Max Eastley is an artist whose work combines kinetic sound sculpture and music to produce a unique art form. Since the late 1960s, Eastley has been fascinated by the relationship of chance to music and art, and in environmental forces such as wind and water. He began to investigate this relationship in his work, using kinetic sound machines and the natural forces of the wind, streams and the sea. As a consequence, his career opened out into new areas of creative and philosophical exploration.

Eastley is an important and innovative figure in the field of sound art. He often works in collaboration with other artists from a range of disciplines. He has exhibited his sound installations internationally, and worked closely with a wide range of artists, musicians and filmmakers, including Brian Eno, Peter Greenaway, Evan Parker, Thomas Köner, Eddie Prévost and Spaceheads. Exhibitions of his installations in 2000 included Sonic Boom at the Hayward Gallery and Sound as Media in Toyko. In 2002 he composed the music for Plants and Ghosts by Siobhan Davies Dance. He has worked with musician and writer David Toop to produce the critically acclaimed albums Buried Dreams 1994 and Doll Creature 2004. The latest album with Spaceheads: A Very Long Way From Anywhere Else was released in 2007.
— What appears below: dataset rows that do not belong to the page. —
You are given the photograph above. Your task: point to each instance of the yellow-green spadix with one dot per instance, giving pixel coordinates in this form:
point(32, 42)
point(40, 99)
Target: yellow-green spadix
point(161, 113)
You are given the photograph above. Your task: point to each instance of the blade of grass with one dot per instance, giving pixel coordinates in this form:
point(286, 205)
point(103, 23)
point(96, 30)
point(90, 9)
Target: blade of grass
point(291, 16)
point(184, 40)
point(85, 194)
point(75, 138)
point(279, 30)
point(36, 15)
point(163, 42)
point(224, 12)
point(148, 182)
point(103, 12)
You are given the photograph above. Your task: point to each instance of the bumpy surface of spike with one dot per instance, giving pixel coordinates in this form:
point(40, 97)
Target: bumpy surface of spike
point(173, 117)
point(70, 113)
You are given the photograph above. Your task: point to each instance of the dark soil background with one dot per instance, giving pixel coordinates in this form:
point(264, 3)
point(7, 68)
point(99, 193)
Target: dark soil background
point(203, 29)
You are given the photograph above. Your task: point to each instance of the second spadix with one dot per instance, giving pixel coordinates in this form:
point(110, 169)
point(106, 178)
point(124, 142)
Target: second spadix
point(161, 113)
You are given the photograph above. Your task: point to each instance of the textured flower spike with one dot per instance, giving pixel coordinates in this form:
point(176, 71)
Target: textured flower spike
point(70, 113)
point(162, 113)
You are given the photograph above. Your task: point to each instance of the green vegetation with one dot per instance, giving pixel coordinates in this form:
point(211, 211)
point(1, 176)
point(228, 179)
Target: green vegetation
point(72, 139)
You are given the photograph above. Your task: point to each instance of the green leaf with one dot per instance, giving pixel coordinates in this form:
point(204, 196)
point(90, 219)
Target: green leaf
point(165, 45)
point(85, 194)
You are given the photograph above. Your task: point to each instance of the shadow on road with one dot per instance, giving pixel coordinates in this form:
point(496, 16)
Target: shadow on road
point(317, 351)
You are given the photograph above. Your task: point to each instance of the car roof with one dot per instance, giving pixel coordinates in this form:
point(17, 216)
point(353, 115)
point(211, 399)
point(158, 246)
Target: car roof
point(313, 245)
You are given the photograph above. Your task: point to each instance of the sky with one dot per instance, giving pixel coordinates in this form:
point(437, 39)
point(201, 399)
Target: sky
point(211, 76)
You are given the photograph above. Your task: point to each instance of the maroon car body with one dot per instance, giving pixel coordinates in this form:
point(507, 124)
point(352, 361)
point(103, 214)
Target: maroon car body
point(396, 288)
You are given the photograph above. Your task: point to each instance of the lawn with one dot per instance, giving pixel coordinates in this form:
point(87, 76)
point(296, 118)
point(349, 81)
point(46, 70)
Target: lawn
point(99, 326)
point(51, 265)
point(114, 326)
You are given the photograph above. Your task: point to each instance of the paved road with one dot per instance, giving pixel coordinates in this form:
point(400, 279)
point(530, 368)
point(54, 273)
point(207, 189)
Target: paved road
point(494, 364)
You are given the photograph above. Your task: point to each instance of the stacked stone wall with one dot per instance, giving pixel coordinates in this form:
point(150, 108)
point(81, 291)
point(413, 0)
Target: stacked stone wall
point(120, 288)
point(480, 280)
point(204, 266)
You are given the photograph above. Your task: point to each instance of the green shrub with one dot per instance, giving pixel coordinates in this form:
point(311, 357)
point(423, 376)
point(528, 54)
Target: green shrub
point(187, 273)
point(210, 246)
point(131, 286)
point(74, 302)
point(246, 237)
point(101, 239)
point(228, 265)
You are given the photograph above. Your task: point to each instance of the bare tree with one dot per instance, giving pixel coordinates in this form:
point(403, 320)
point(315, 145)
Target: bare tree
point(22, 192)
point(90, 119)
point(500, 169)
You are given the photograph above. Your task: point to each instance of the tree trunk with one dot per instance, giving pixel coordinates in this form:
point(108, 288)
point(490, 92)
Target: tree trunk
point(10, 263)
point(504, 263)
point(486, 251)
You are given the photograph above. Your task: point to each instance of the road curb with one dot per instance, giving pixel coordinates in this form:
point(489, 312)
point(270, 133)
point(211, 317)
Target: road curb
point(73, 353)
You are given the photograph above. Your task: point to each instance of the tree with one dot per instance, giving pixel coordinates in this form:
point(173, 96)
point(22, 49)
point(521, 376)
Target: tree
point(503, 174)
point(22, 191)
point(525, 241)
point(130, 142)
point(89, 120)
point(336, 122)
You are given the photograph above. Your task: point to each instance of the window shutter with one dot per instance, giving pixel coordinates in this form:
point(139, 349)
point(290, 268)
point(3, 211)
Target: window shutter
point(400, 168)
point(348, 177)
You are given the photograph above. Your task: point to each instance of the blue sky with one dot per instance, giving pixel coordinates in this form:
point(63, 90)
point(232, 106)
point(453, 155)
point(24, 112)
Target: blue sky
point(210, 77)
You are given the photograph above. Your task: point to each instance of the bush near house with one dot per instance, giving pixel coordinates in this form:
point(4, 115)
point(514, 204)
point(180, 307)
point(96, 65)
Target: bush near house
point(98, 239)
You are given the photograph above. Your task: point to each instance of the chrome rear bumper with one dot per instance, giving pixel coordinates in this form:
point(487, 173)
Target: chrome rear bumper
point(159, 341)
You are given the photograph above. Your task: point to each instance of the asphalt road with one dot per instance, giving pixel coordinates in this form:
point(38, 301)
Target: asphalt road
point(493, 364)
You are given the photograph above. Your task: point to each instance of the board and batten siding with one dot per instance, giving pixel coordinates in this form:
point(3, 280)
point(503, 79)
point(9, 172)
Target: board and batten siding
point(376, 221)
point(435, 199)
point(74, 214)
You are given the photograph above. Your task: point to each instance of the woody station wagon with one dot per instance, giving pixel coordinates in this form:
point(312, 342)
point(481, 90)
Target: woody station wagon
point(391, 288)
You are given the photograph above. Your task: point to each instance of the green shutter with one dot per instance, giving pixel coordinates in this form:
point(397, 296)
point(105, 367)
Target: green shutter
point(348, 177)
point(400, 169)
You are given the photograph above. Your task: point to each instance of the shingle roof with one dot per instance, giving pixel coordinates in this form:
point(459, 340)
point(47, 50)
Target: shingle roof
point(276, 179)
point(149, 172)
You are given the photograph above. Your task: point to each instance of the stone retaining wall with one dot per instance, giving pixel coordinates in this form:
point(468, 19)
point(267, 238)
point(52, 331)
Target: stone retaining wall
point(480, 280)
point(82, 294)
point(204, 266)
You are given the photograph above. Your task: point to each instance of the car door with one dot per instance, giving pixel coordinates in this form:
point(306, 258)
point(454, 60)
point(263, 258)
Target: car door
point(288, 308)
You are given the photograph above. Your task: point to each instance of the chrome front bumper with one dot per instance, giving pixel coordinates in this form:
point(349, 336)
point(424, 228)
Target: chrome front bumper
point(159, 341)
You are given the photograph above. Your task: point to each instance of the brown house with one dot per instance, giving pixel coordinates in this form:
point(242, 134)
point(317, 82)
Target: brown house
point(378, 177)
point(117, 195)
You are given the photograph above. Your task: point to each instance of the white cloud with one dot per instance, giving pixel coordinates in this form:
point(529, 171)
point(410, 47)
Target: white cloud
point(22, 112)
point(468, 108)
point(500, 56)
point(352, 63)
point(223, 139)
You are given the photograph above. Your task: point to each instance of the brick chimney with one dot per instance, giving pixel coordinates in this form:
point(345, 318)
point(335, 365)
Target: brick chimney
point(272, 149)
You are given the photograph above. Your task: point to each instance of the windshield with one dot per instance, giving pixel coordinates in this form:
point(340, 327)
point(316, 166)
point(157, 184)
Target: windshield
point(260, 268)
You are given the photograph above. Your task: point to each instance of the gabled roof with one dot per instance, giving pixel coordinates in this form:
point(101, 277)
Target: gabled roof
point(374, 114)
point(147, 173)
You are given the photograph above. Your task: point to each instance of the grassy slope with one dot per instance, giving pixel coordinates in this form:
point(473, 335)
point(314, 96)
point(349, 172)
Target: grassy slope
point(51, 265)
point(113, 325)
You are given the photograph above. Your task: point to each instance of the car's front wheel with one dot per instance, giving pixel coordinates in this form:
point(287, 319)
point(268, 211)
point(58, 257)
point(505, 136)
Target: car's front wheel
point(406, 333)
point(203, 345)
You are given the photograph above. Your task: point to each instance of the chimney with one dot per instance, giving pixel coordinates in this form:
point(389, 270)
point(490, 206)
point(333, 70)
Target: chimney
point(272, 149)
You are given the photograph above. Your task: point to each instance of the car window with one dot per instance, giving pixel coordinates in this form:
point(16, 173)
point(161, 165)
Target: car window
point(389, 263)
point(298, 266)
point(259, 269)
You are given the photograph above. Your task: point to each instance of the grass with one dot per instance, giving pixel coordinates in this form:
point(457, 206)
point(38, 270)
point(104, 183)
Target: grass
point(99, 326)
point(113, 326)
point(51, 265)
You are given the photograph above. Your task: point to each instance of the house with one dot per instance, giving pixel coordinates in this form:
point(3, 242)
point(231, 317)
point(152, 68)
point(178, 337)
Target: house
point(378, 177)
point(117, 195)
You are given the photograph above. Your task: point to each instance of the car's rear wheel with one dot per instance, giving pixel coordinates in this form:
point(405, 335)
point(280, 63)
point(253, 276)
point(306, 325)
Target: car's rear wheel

He is also involved with Cape Farewell to bring attention to the effects of climate change on the Arctic and has exhibited installations at the Natural History Museum, London, and Kampnagel , Hamburg, where he also performed solo at the planetarium with sound recorded on Spitzbergen.

'I'm a musician and a sound artist, and I'm here on the boat to collect as many different sounds as I can: sounds the ship makes, water sounds, birdcalls, seal songs, that kind of thing. I do an awful lot of recording all over the place and I've never heard anything like the sounds I've heard on this voyage. We went to a kittiwake colony - a huge city of seabirds all nesting on the side of a cliff - and that was absolutely fantastic.'
(Max Eastley, Cape Farewell 2003 Voyage)

The title of the track comes from a story “White Bone Mountain” found in translation in the book Ancient tales and folklore of Japan, by Richard Gordon Smith It tells the story of a Buddhist priest Joan, who became obsessed with a young woman who died. He became enraged and drove the other monks from the Temple .Everyone in the region was terrified until a monk Ungai conquered his fear and found the monk and gave him the unidentified Sutra: The Moon On the Lake Shines On The Winds Between the Pine Trees, And A Long Night Grows Quiet At Midnight. Some months later Ungai returned to the now silent temple and found Joan sitting in the same place, thin and almost transparent, still reciting the Sutra. Ungai touched him and Joan disappeared like a flake of snow.